Below podcast on this paper is generated with Google's Illuminate.
https://arxiv.org/abs/2501.19324
The increasing size of LLMs improves performance but dramatically raises inference costs. This paper addresses the challenge of efficient inference for complex reasoning tasks in LLMs.
This paper proposes Reward-Guided Speculative Decoding (RSD). RSD uses a smaller draft model and a larger target model. A reward model guides the selection of outputs from these models to optimize efficiency and accuracy.
-----
📌 Reward-Guided Speculative Decoding smartly uses a reward model to guide decoding. This allows for efficient step-wise refinement. It moves beyond strict token matching in standard speculative decoding.
📌 RSD's adaptive weighting function is key. It dynamically mixes draft and target models based on reward signals. This mixture optimizes compute use by favoring the draft model for high-quality steps.

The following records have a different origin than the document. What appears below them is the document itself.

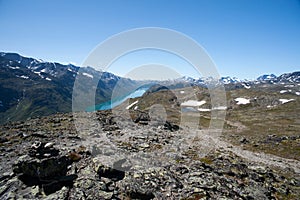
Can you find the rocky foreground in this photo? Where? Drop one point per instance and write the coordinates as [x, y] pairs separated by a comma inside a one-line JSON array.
[[51, 158]]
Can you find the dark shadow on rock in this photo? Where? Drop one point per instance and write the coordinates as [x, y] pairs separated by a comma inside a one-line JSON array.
[[111, 173]]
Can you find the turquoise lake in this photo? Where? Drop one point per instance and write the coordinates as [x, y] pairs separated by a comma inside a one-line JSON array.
[[117, 101]]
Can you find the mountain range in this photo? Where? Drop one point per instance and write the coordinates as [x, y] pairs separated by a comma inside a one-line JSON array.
[[31, 87]]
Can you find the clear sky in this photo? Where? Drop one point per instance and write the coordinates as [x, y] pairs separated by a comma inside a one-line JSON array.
[[245, 38]]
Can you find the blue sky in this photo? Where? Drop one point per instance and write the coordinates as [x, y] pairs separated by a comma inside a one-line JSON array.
[[245, 38]]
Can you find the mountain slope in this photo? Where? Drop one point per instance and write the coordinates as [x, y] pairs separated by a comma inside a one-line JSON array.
[[31, 88]]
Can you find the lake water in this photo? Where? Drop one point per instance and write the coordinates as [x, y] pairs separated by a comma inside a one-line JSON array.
[[117, 101]]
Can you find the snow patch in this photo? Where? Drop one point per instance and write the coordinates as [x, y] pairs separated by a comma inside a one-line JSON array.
[[128, 107], [246, 86], [283, 91], [25, 77], [88, 75], [285, 100], [219, 108], [193, 103], [289, 86], [204, 109], [14, 67], [242, 101]]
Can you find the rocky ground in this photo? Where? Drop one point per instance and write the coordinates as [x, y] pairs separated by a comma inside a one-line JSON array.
[[60, 157]]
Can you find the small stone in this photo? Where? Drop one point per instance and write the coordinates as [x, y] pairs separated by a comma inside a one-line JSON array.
[[49, 145]]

📌 The binary threshold weighting strategy in RSD offers a practical advantage. It simplifies the decision process using a threshold parameter. This allows for easy tuning between efficiency and accuracy.
----------
Methods Explored in this Paper 🔧:
→ Reward-Guided Speculative Decoding (RSD) is introduced. RSD uses a lightweight draft model and a powerful target model.
→ A process reward model evaluates each decoding step. This determines whether to use the target model or accept the draft model's output.
→ RSD employs a dynamic mixture of draft and target model distributions. The mixture weight is based on a reward function.
→ A binary step function is proposed as an effective weighting function. This function uses a threshold to decide between draft and target models.
→ Rejection sampling is used to refine draft outputs with the target model when the reward is below the threshold.
-----
Key Insights 💡:
→ RSD adaptively balances computational cost and output quality. It prioritizes high-reward outputs.
→ RSD addresses the limitations of standard speculative decoding. Standard speculative decoding strictly enforces unbiasedness which can reduce efficiency.
→ Using a reward function allows RSD to accept high-quality draft tokens even if they don't perfectly match the target model's distribution. This improves efficiency.
→ Theoretically, a binary threshold weighting strategy is optimal for maximizing reward under computational constraints.
-----
Results 📊:
→ RSD achieves up to 4.4× fewer FLOPs compared to using the target model alone on MATH500 benchmark.
→ RSD improves reasoning accuracy by up to 3.5 on average compared to standard Speculative Decoding across multiple benchmarks.
→ RSD outperforms search-based methods like Beam Search and Best-of-N in accuracy on MATH500, GSM8K and Minerva Math datasets.